1. 12
  1. 2

    Second, the new system was built in an elegant way, without any workarounds. However, the legacy system it replaced has a lot of edge cases: edge cases we discovered during the shadowing/rollout phase. In some cases, we needed to make tough business decisions whether to support an edge case or drop it.

    This sounds like a roundabout way of saying “The new system was made smaller than the old system, and smaller systems are easier to make.” Am I getting that right? Not criticising the choice of words; genuinely curious.

    Very salient learnings, either way. A lot of it echoes Demings teachings of quality and continuous improvement.

    1. 3

      The new system we built was more complex than the old one, as it was more future-proof. What was not clear when we did the rewrite was

      1. The amount of undocumented workarounds the old system had (“hidden business logic”)
      2. How some known bugs in the old system were, in fact, features and fixing these led to unexpected behaviours. So by fixing these, we had clients fail as they built on top of these.

      The crazy part was we knew this might happen so we did our research. But it was with rolling out and monitoring we caught rouge clients using the old system in weird ways or teams who built on top of explicitly deprecated APIs that were supposed to be retired 12-18 months ago but never were.

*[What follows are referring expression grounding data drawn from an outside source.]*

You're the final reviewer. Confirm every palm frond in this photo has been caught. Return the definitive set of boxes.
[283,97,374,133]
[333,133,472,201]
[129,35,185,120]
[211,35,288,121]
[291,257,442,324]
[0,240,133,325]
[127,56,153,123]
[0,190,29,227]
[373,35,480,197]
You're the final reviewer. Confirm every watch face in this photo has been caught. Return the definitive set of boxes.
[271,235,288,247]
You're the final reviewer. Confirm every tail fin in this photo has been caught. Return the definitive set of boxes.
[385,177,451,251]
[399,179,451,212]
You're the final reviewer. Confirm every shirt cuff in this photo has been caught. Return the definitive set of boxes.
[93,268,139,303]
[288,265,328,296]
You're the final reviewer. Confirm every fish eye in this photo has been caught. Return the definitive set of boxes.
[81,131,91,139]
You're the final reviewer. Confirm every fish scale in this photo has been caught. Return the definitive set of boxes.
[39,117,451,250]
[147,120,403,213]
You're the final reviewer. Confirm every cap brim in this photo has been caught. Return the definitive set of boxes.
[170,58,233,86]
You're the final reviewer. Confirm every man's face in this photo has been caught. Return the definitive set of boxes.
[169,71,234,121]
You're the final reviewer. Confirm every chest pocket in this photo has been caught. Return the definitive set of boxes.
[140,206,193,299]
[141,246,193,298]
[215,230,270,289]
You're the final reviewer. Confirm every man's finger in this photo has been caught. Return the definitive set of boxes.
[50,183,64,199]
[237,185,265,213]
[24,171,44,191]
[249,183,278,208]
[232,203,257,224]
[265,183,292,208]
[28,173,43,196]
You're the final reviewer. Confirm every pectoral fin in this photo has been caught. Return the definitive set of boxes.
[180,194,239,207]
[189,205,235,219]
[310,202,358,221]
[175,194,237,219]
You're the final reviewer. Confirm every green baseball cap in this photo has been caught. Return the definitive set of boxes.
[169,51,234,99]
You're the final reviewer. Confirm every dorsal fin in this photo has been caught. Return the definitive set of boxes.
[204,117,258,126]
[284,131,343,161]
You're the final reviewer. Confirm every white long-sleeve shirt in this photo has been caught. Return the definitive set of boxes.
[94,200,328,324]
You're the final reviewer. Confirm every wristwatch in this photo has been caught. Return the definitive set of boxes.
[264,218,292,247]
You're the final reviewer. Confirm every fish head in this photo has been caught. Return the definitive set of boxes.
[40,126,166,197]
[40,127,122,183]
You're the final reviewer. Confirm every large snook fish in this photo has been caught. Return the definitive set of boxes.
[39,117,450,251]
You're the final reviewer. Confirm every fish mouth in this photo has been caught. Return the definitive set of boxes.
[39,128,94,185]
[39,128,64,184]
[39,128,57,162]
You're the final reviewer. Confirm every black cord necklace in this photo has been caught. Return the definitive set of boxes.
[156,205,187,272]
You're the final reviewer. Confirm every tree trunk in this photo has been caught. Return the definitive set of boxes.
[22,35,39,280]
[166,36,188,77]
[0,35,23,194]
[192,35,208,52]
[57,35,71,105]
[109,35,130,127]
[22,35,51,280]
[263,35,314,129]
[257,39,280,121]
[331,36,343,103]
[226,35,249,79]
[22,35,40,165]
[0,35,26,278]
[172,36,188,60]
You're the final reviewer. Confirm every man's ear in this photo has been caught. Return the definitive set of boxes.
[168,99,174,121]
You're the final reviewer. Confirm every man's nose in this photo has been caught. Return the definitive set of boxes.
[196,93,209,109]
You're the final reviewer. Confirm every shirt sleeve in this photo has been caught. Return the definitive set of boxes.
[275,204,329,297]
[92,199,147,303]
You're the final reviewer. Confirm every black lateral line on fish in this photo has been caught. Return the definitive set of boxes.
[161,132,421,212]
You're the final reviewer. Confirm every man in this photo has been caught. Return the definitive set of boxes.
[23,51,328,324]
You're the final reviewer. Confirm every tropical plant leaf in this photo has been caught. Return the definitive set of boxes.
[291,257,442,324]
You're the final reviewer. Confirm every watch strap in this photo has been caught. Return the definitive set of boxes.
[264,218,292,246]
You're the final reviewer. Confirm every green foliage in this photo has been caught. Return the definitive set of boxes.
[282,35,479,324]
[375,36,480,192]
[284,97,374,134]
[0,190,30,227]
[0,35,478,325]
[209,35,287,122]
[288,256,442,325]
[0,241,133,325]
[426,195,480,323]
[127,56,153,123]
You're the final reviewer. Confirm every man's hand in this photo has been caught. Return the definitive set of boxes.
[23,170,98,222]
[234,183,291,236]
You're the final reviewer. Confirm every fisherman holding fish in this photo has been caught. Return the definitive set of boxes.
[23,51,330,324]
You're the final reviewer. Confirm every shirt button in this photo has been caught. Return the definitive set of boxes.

      Note that the system I’m talking about had a good 20-30 known consumers and a few new ones we discovered during migration.

    2. 2

      @gregdoesit what has the holocaust memorial in Berlin got to do with distributed systems?

      1. 1

        @james - it doesn’t and thanks for flagging. I did not check what the photo was taken of. I’ve replaced the image with something that hopefully is more neutral.